FOX TV’de İlker Karagöz’le Çalar Saat’in konuğu olan Babacan şunları söyledi:
‘Pazarlık gibi kelimeler altılı masaya dışarıdan verilen zarardır’
“Altılı masa, Türkiye'deki çatışma, öfke, nefret siyasetine bir cevap. Altılı masanın ruhunda istişare, müzakere, mutabakat arayışı var. ‘Pazarlık’ gibi kelimeler altılı masaya dışarıdan verilen zarardır.”
‘Partilerin iş birliğinde çalışması gerekiyor’
“Mevcut sistemde seçimi kazanmak istiyoruz. Gerçekçi olmak zorundayız. 50+1’i almak istiyorsak partilerin iş birliği içinde çalışması gerekiyor. Altılı masada daha önce seçime girmiş ve girmemiş olan partiler var; kimse eski seçim sonuçlarına veya ileride olabilecek sonuçlara göre hareket edemez.”

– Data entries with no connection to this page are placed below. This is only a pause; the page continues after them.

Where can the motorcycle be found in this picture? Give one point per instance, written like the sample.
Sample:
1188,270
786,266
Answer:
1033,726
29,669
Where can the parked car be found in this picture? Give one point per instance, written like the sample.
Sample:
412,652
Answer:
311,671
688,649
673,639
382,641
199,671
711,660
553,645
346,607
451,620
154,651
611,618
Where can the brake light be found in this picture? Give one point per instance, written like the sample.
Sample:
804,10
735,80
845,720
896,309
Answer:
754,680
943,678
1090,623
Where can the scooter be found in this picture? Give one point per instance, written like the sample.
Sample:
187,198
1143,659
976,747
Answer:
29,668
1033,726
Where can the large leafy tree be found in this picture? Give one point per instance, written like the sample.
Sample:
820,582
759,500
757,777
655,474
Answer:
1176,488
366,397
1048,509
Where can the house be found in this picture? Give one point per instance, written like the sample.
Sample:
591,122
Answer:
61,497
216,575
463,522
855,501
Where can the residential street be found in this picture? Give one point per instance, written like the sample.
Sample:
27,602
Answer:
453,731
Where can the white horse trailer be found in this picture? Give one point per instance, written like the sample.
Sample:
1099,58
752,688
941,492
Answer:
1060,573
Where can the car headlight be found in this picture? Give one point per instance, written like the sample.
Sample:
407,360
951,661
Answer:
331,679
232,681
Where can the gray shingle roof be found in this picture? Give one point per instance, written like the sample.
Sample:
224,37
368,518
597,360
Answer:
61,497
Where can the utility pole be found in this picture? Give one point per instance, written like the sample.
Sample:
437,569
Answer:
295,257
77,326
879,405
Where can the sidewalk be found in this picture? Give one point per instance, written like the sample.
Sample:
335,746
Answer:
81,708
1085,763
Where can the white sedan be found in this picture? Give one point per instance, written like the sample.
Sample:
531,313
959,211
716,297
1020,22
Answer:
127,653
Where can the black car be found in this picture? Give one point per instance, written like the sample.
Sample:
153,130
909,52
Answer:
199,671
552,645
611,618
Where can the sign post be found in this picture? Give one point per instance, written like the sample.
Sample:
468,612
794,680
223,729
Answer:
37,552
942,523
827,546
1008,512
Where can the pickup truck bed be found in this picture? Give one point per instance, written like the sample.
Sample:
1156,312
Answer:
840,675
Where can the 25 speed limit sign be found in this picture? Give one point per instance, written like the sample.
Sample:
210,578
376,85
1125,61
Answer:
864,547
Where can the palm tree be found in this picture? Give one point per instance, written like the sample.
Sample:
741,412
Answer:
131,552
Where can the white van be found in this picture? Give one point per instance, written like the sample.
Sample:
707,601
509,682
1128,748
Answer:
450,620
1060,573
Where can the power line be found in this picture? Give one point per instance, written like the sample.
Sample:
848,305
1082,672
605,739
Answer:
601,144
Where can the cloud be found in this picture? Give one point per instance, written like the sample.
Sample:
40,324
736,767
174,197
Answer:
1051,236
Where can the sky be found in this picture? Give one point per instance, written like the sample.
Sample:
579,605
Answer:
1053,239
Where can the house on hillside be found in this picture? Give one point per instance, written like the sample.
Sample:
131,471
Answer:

“Mesajım; ‘Farkla kazanmalıyız, nitelikli çoğunluğu sağlamalıyız’ idi”
“Benim, genel başkanlarla yaptığım görüşmedeki asıl mesajım ‘Altı parti bir arada bu seçimi almalıyız. Cumhurbaşkanlığını açık farkla kazanmalıyız. Meclis’te de en az 360 milletvekiliyle nitelikli çoğunluğu sağlamalıyız ki Anayasa’yı değiştirelim’ idi.”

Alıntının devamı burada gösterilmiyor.